Dennis Patera

No. 14, 90
- Position: Placekicker

Personal information
- Born: October 17, 1945 (age 80) Portland, Oregon, U.S.
- Listed height: 6 ft 0 in (1.83 m)
- Listed weight: 214 lb (97 kg)

Career information
- High school: Cleveland (Portland)
- College: BYU (1967)
- NFL draft: 1968: 17th round, 449th overall pick

Career history
- San Francisco 49ers (1968); Portland Loggers (1969);

Career NFL statistics
- Field goals: 2/8
- Field goal %: 25
- Longest field goal: 21
- Extra points: 10/13
- Extra point %: 76.9
- Stats at Pro Football Reference

= Dennis Patera =

American football player (born 1945)

Dennis Allen Patera (born October 17, 1945) is an American former professional football player who was a placekicker for one season with the San Francisco 49ers of the National Football League (NFL). He was selected by the 49ers in the seventeenth round of the 1968 NFL/AFL draft. He first enrolled at Columbia Basin College before transferring to play college football for the BYU Cougars.

==Early life==
Patera was a two-year letterman in football and a three-year letterman in track and field at Cleveland High School in Portland, Oregon. He earned All-PIL Honorable Mention honors in football. He was also the PIL Discus champion and State Meet Discus champion in track. Patera was inducted into the PIL Hall of Fame in 2011.

==College career==
Patera initially attended Columbia Basin College.
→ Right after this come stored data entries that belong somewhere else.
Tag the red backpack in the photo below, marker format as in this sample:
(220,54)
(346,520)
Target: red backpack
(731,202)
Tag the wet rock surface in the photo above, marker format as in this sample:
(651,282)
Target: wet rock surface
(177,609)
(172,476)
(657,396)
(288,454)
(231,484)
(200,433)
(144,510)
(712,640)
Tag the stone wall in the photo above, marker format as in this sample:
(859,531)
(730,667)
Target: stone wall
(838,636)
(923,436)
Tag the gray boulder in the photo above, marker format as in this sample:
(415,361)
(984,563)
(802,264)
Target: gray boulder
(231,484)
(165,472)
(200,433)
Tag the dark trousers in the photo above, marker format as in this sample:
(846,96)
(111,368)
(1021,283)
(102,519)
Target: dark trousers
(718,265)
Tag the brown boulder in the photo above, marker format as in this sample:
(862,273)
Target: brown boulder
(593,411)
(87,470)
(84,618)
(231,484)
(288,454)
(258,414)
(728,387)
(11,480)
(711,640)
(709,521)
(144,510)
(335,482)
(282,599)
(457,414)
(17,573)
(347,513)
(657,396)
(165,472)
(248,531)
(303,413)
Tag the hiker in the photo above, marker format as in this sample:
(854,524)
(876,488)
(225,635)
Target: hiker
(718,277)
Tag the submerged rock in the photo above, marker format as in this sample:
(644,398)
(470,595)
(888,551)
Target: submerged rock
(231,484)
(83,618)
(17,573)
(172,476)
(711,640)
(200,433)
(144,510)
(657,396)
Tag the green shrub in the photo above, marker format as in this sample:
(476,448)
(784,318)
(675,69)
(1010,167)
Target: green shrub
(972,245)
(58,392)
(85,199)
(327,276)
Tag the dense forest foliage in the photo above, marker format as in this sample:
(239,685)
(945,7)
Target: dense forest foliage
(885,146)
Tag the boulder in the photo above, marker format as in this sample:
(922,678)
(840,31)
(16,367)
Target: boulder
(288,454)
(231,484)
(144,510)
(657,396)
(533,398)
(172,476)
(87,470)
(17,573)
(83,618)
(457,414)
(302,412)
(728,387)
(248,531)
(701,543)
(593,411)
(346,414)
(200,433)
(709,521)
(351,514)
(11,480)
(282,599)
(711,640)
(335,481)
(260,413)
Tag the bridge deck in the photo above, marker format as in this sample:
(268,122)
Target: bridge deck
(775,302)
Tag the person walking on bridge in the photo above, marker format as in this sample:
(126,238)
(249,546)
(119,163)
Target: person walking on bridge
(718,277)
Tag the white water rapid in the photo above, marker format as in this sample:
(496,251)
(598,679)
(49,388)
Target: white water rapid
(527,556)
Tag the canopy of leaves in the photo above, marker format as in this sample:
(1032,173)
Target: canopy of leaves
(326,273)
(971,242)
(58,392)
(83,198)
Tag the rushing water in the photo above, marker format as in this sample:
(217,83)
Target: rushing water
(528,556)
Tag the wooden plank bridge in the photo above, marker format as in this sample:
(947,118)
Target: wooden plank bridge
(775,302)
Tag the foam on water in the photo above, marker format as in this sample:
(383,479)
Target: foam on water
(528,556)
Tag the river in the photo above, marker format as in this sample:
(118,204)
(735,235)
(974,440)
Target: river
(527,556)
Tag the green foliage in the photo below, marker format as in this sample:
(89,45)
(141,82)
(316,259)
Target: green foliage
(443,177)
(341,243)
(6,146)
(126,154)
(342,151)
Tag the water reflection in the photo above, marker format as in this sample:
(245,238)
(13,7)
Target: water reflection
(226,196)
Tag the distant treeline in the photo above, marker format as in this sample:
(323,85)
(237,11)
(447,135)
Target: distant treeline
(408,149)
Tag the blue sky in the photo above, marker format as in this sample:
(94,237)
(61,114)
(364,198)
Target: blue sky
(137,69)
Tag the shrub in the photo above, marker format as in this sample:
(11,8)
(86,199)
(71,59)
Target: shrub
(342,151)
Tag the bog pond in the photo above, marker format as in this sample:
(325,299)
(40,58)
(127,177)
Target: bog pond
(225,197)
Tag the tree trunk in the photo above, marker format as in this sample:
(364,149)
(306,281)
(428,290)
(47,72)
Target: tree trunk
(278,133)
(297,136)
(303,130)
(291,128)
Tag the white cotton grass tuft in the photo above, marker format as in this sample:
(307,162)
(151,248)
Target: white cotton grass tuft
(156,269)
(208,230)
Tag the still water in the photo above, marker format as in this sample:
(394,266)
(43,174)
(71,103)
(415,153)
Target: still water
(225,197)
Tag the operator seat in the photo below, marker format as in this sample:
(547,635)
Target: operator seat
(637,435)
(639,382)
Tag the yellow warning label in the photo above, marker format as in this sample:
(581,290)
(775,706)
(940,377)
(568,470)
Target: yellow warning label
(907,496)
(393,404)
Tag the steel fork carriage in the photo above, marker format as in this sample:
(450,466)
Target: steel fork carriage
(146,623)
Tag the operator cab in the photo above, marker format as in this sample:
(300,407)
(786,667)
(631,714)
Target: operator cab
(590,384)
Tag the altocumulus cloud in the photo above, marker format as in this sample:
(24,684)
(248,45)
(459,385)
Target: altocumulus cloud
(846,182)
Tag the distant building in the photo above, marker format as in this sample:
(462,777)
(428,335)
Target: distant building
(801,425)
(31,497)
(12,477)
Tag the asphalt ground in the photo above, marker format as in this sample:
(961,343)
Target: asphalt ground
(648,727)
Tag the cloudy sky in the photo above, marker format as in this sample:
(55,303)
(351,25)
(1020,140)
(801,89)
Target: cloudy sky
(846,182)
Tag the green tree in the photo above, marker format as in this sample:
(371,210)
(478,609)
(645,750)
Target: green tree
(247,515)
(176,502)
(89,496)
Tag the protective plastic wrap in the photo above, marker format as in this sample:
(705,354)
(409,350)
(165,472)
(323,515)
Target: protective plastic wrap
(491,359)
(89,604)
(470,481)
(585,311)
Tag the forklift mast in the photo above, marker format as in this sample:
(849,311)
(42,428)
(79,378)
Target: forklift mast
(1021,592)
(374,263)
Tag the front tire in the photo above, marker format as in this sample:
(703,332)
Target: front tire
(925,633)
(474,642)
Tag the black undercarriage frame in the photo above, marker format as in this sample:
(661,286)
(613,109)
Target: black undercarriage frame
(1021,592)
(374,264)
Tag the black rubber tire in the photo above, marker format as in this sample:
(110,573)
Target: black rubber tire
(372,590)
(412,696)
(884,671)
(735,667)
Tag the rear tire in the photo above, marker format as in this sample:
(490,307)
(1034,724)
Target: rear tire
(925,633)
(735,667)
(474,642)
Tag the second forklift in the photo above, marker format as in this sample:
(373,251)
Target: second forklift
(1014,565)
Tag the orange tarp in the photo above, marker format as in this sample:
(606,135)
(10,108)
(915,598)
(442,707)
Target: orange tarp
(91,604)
He transferred to Brigham Young University and was a letterman in football and track for the BYU Cougars. He set school records in football for most points scored and longest field goal with a 53 yarder. Patera was also 2nd place in WAC Discus in track.

==Professional career==
Patera was selected in the 17th round by the San Francisco 49ers of the NFL with the 449th pick in the 1968 NFL/AFL draft. He played in five games for the team during the 1968 season.

==Personal life==
Patera is the brother of professional wrestler Ken Patera and American football player and coach Jack Patera.